A VOLTA DE CHRIS
Fernando Borba
 
 
Quando os passageiros da Air France desembocam no saguão, empurrando seus carrinhos e cobertos de estranhos agasalhos (agasalhos! Vão ver os trinta e cinco graus que os esperam lá fora...) parecem atordoados. É o efeito da compressão, a ruptura entre a modorra no avião e o estado de alerta para o desembarque.

Epa, lá vem ela. Um enorme casaco cintilante, os cabelos revoltos, o rosto lindo de sempre. Os fotógrafos se alvoroçam. Estavam ali para cobrir a chegada do enviado de Gana, mas qual... Ela abre o casaco, sorri, aparecem as pernas deslumbrantes abaixo do Givenchy curtinho. E tinha me dito que estava feia, gorda, deprimida. Foi por isso que preparei toda a minha ternura para recebê-la. Bem, se foi brincadeira, se ela está aquela deusa ali, melhor. Os fotógrafos gastam seus filmes com ela, enquanto o enviado de Gana, ignorado, finge conversar com o representante do governador.

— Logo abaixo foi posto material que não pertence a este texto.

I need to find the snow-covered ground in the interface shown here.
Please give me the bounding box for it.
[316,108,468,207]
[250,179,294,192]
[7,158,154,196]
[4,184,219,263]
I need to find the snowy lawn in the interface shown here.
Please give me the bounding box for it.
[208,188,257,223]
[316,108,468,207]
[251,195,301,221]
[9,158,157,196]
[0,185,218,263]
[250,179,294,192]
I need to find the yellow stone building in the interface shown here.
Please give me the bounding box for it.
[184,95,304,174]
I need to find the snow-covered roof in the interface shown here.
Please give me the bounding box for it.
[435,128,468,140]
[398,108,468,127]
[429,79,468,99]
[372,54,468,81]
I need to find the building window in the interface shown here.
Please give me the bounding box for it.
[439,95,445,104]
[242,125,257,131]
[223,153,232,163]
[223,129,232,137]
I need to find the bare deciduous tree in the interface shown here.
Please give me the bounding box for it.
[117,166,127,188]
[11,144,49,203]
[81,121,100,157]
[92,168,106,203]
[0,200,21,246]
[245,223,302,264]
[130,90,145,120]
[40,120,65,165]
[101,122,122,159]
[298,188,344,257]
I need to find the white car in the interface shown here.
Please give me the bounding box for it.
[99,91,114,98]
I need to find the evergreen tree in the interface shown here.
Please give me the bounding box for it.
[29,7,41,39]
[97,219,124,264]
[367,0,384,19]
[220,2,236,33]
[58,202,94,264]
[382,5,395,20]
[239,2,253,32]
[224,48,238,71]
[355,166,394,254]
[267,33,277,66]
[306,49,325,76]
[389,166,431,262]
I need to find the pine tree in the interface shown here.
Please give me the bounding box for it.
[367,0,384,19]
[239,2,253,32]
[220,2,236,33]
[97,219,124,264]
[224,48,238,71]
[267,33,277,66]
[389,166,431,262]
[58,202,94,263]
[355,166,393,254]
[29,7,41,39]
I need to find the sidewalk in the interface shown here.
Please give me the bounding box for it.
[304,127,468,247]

Vamos de carro pela orla. Eu tinha pensado em almoçarmos uma fabulosa peixada na Batida do Mar, mas ela não está vestida adequadamente: os pescadores e a turma simples do boteco vão estranhar esse vestido, esse sapato, o cabelo laranja, e tudo o mais. Vamos pra casa.

Chris olha em silêncio as velhas paredes, as estantes de livros, os corredores, o mundo antiquado e humilde que deixou para trás há dez anos. Diante do retrato de nossa filha na parede, murmura que se fosse viva estaria uma mocinha bonita - e creio ter ouvido um imperceptível soluço. Reclama do calor. Vamos para meu quarto. Tiro do armário uma grande toalha azul que comprei só para ela (era a sua cor predileta - agora deve ser fúcsia ou coisa parecida). Mostro a cesta de palhinha cheia de sabonetes, os frascos de perfume, os xampus, os cremes. Na porta do banheiro a abraço, nos beijamos, começo a tirar seu vestido, desprendo o fecho do sutiã e faço umas carícias em seus seios. Mas ela se afasta, diz que está com vergonha, expulsa-me, fecha a porta.

Vou para o outro banheiro. O jato violento da água fria em meu corpo faz explodir mil pensamentos. Não é a mesma de antes, mas que importa? Tento ser cínico e pragmático: tudo bem, não é Maria Cristina, é a Chris, e eu vou traçá-la do mesmo jeito.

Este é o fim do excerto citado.